Shooting is Thompson's well-documented flaw, so it wouldn't hurt to fire up threes with the Rio Grande Rapids before rejoining the Rockets' rotation.

Unlike his brother Ausar, who's thriving by mostly leaning on his athleticism for finishing, rebounding and defense, Amen wasn't drafted to a team that has such an immediate need for wing production. The Rockets can afford to take it slow with him, and Thompson could benefit from full-time minutes and higher usage in the G League.

Jarace Walker, Indiana Pacers

Jarace Walker, Indiana Pacers Justin Casterline/Getty Images

With the NBA's best offense, the Indiana Pacers haven't found a need to change the rotation and throw in their rookie. And there isn't a point for Jarace Walker to continue racking up DNPs.

Playing with the Mad Ants is mostly about staying fresh and ready.
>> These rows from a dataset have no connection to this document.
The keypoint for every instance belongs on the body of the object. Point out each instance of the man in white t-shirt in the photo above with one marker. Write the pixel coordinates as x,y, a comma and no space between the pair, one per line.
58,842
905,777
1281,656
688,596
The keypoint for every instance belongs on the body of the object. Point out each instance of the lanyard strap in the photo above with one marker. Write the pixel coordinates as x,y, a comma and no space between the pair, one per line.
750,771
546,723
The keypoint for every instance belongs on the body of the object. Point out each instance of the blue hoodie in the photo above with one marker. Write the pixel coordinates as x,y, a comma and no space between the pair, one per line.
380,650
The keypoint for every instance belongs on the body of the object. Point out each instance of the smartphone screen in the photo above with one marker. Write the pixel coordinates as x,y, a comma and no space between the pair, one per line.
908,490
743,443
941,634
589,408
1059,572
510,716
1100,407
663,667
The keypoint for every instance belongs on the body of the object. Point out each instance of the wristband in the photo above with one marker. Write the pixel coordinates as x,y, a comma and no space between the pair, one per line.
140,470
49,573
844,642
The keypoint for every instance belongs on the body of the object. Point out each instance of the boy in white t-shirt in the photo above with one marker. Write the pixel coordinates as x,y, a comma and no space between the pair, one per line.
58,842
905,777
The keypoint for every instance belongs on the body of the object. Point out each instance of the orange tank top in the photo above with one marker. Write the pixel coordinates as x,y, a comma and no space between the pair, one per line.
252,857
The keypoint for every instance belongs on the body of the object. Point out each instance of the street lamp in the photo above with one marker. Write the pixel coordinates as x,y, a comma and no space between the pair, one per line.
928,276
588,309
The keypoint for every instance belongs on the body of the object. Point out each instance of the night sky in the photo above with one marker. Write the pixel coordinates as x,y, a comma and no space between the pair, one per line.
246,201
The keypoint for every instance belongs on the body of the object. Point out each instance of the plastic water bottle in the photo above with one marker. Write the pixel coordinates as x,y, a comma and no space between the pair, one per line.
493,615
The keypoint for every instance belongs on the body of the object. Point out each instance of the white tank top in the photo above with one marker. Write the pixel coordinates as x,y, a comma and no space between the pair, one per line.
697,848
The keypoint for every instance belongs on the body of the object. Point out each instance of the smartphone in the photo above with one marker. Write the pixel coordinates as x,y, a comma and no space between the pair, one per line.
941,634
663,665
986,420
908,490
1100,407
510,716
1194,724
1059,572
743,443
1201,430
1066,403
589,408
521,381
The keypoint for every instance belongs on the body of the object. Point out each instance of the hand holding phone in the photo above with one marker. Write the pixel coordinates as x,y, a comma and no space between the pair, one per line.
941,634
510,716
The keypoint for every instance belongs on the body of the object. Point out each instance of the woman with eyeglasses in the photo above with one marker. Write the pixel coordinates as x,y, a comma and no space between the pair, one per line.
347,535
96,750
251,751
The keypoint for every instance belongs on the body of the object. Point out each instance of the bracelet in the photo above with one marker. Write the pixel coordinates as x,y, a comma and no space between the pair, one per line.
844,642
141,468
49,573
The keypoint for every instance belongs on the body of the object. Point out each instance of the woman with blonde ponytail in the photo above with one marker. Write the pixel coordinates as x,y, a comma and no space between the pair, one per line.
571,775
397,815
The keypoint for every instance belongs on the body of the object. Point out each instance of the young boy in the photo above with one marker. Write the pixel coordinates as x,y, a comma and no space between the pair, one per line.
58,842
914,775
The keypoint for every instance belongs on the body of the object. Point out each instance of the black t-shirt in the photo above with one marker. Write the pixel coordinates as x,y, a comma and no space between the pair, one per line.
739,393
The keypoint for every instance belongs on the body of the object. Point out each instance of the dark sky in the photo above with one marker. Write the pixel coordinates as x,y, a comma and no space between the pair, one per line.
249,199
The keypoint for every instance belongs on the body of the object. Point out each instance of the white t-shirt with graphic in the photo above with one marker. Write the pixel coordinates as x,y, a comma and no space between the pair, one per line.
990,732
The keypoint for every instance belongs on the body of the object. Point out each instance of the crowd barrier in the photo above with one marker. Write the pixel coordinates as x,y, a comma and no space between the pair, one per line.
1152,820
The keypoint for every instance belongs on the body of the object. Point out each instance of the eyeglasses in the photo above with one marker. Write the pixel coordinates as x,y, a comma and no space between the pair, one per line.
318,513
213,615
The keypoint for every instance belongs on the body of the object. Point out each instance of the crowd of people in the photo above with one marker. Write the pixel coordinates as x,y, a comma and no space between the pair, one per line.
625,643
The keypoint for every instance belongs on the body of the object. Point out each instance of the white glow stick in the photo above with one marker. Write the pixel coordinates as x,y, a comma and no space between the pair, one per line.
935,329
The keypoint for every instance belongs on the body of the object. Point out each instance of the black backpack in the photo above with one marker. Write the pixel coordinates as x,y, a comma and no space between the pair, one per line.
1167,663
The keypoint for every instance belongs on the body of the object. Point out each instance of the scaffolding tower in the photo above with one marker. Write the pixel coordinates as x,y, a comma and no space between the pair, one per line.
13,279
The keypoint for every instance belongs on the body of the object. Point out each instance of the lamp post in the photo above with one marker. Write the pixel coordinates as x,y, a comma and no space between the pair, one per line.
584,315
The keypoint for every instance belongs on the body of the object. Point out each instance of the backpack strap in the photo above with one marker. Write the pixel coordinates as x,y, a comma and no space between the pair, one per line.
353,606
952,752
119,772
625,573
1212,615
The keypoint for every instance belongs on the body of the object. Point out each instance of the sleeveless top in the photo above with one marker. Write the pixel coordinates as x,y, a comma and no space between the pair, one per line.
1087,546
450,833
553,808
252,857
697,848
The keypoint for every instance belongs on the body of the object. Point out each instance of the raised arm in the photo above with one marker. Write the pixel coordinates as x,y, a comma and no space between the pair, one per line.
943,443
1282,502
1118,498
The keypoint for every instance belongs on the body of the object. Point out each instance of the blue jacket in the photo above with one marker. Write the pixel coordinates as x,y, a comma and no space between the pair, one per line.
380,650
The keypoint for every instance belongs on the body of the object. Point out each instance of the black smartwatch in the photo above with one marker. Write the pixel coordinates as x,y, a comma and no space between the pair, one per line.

He's already combined for 50 points through his first two G League games, having success with his unique mix of physicality, touch and comfort level attacking defenders in space.

While Jalen Smith, Obi Toppin, Aaron Nesmith and Isaiah Jackson have each been been pluses with signature specialities, Walker can offer the rotation a different element of versatility using his shoot-handle-pass skill set and tremendous defensive tools.

Coach Rick Carlisle figures to eventually call on his lottery pick, whether it's to give the frontcourt more creation/playmaking or a different look defensively.